には、「青天の霹靂」だっただろうし、信じていたのに裏切られたという気持ちだったのかもしれません。1975年6月に、突如として旭光学(現在のペンタックス)は、それまでのスクリューマウントではないバヨネットマウントの一眼レフを発売開始しました。それも、K2, KX, KM と一気に3機種もだったのです。これは、ここからは、バヨネットマウントに前面変更しますよということであったわけで、今までユーザーは、切り捨てられたと思った人もいたと思います。
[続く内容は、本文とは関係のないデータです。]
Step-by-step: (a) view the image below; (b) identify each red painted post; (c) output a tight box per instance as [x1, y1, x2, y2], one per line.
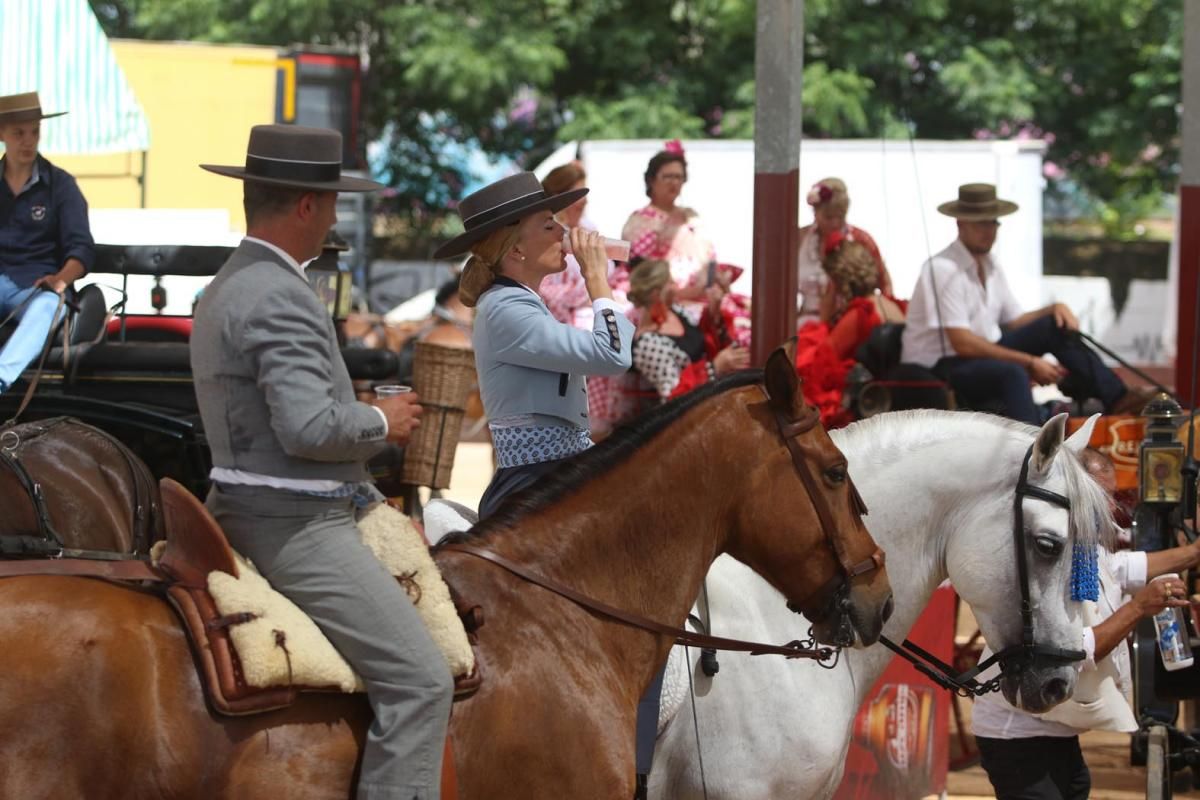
[1178, 0, 1200, 405]
[750, 0, 803, 367]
当時の私は、オリンパスOMユーザーであったために、まったく影響は受けずに、「へえー、マウント変更したんだ」という程度だったのです。それまで、世界標準といって、互換性の高いスクリューマウントを売り物にしていただけに、方針転換については、びっくりしたものでした。
いまとなっては、当時の大騒ぎはなんだったのかというところで、そのあとに、K2, KX, KM で採用されたこのマウントはKマウントとして、ペンタックス以外でも採用されて、世界標準に近い扱いとなろうとは当時は思いもよらぬことでした。

この写真のKMも、先先月号、先月号のSP, SPFと同じくジャンクで購入したものです。
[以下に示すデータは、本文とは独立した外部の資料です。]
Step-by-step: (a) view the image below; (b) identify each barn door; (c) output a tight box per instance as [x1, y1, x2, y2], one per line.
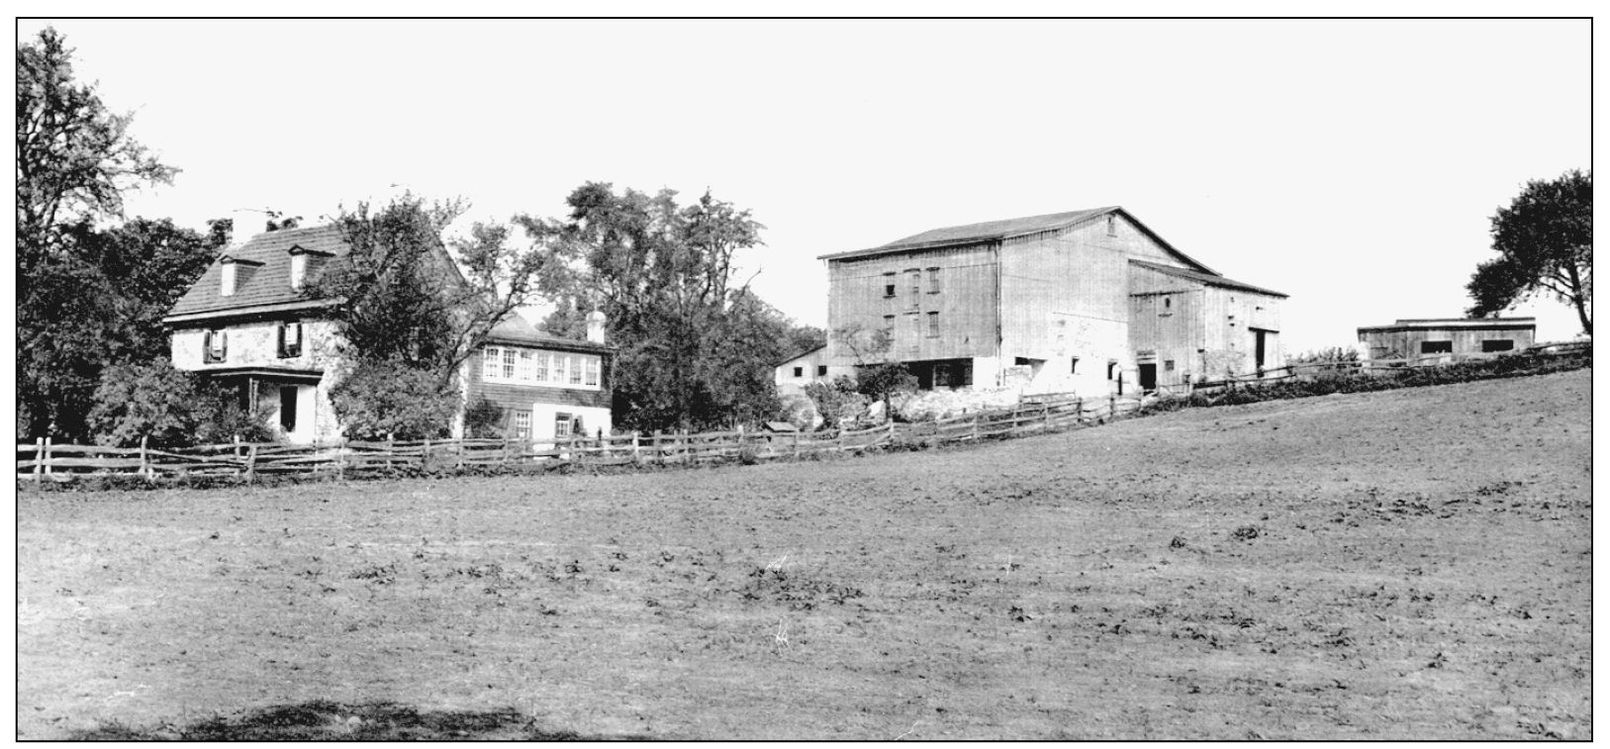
[1138, 363, 1157, 392]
K2, KX, KM については、最上位機種がK2であり、このKMは、下位機種となっています。
簡単に言うと、いちばん価格の低い機種でした。そのため台数が販売されたので、いまでもジャンクとしては結構目にします。



K2やKXと違い
KMは、その前のSPFのマウントを変更した程度の違いと言われています。カメラの仕様や、外観では、確かにそういうふうに感じやすいものです。ほんとうのところはどうなのでしょうか。
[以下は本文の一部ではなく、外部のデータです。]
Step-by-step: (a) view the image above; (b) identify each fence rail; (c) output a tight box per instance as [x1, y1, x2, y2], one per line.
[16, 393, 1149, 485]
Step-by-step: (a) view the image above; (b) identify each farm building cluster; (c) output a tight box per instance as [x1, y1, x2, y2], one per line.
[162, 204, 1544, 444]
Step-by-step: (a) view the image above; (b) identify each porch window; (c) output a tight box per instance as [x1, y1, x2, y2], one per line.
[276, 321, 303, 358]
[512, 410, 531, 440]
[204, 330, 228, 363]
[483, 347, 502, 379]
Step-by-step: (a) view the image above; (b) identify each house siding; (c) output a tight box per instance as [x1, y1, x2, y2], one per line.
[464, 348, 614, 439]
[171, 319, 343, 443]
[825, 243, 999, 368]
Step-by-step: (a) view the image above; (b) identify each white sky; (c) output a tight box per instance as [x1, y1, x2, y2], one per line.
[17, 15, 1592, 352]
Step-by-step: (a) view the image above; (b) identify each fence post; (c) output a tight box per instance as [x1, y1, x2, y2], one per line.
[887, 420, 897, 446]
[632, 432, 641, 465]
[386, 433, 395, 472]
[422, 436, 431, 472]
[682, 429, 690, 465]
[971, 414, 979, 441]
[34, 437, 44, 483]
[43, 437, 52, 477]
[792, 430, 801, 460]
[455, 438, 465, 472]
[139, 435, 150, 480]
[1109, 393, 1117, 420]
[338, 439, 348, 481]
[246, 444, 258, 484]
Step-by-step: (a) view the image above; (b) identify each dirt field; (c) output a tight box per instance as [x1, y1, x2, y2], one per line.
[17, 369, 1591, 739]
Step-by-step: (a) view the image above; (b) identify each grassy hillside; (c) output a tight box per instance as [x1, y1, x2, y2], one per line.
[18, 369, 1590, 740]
このKMは、一部、部品が無い状態で入手しました。ニコイチ用のKMをほかに入手しようと考えていましたが、SPFの部品をそのまま使用することができました。共通化されていました。確かにマウント変更のみというのは、ほんとうみたいに思えました。
レンズについでですが、この50mm/F1.4は、SMC PENTAXという名前になっています。残念なことに、Kマウントのレンズになってから、TAKMARの名前を使わなくなりました。TAKMARは、良い名前だと思っていたので残念でした。レンズは研磨されて作られることから、「切磋琢磨」の「たくま」から、タクマーになったといわれているので、なかなか良い名前と思っていたのですが、良くない名前と思った人がいたのでしょうか。50mm/F1.4は、スクリューマウントのものとKマウントのものと2種類手元にあります。どちらもジャンクレンズだったので、分解しましたが、光学系はそっくりで、絞り設定部分の機構がまるで違うという設計でした。特徴のある特性のこの50mm/F1.4は、PENTAX A シリーズのレンズになるときに光学系が変更されたということで、PENTAX A の50mm/F1.4を使ってみたいものです。でも、Aシリーズのころは、もはやズームレンズ一本で一眼レフを使うという時代になっていたので、50mmの単焦点レンズは販売数は少なかったのか、ジャンクは見ないです。




SPFと違うのは
マウント部だけではなく、この巻き上げレバーも違うし、底の板金部分の、前に位置するところが、C面とったように面取りされているような構造になり、よくよく見ると、基本設計はSPFであり、それをもとに、金型は新規で作っているのがわかります。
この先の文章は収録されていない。